ABSTRACT

Stated initially, and therefore over-simply, I seek to show in this book how, in cases of a more or less serious breach of the norms of social behaviour, the people involved attempt to reach a settlement of the subsequent dispute. In any society there must, by definition, exist regularised procedures which can be used to deal with alleged breaches of norms and the injuries they cause: there must be ways by which it can be established whether in fact a breach has occurred, and what is the extent of the injuries; and there must be means of determining and enforcing decisions which provide a settlement of the dispute, and perhaps also means which tend to prevent recurrence of the matter. In some societies, of course, the principal means to these ends are contained in the complex of political authorities, police, courts, judges, lawyers and codes of law—in other words, the judicial component of organised government. In indigenous Arusha society there was no such government, and hence no established and specialised judicial system. Arusha dispute processes, as part of the wider political system, are to be discovered only by an examination of more general social roles, relationships and group activities.

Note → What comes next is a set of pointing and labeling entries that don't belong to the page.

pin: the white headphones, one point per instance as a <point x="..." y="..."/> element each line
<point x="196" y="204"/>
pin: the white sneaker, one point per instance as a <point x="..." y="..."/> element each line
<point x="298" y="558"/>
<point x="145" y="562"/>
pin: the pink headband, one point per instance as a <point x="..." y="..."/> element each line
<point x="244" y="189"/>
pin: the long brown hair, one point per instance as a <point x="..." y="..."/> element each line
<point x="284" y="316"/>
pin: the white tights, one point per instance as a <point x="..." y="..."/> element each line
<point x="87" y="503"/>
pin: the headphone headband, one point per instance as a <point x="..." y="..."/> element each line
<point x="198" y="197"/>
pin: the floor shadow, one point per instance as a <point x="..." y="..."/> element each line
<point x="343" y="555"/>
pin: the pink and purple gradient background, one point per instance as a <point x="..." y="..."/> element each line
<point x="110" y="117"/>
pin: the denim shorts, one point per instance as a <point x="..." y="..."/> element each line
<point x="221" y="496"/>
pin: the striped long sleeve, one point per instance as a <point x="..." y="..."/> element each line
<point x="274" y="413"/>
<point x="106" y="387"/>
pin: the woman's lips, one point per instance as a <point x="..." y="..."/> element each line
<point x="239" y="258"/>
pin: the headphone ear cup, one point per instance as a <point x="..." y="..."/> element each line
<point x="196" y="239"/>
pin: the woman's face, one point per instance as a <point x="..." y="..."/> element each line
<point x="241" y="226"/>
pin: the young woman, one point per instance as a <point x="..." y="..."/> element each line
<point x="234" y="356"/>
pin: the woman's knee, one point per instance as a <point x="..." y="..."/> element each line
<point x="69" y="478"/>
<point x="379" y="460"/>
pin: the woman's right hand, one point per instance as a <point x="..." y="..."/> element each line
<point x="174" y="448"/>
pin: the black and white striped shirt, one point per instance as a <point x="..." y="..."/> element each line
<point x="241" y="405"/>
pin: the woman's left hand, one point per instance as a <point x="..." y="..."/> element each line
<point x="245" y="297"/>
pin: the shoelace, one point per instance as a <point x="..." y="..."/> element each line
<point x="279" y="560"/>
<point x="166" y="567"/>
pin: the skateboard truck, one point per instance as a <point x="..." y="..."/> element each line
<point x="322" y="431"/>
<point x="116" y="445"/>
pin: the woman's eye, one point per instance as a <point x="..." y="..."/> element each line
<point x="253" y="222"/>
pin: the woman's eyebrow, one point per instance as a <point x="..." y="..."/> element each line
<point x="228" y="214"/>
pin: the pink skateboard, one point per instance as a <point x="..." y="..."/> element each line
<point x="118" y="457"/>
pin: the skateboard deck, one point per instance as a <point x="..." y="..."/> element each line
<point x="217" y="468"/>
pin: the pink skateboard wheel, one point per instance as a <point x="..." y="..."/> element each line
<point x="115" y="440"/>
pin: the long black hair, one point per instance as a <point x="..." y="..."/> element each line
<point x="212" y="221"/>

When one person is alleged to have committed an injury against another—when, therefore, the two persons come into dispute—the significant jural factors are not only the kind of injury involved, but the social relationship between the two persons and the position of each in the structure of his society. By position here, I mean primarily the social status of each person, and the various groups to which he belongs. Especially are the groups important, because it is very largely through them that an Arusha has access to the ability and power to take jural action, there being no traditional institutionalised authority existing over and above these groups to exercise regulatory coercion and judicial competence.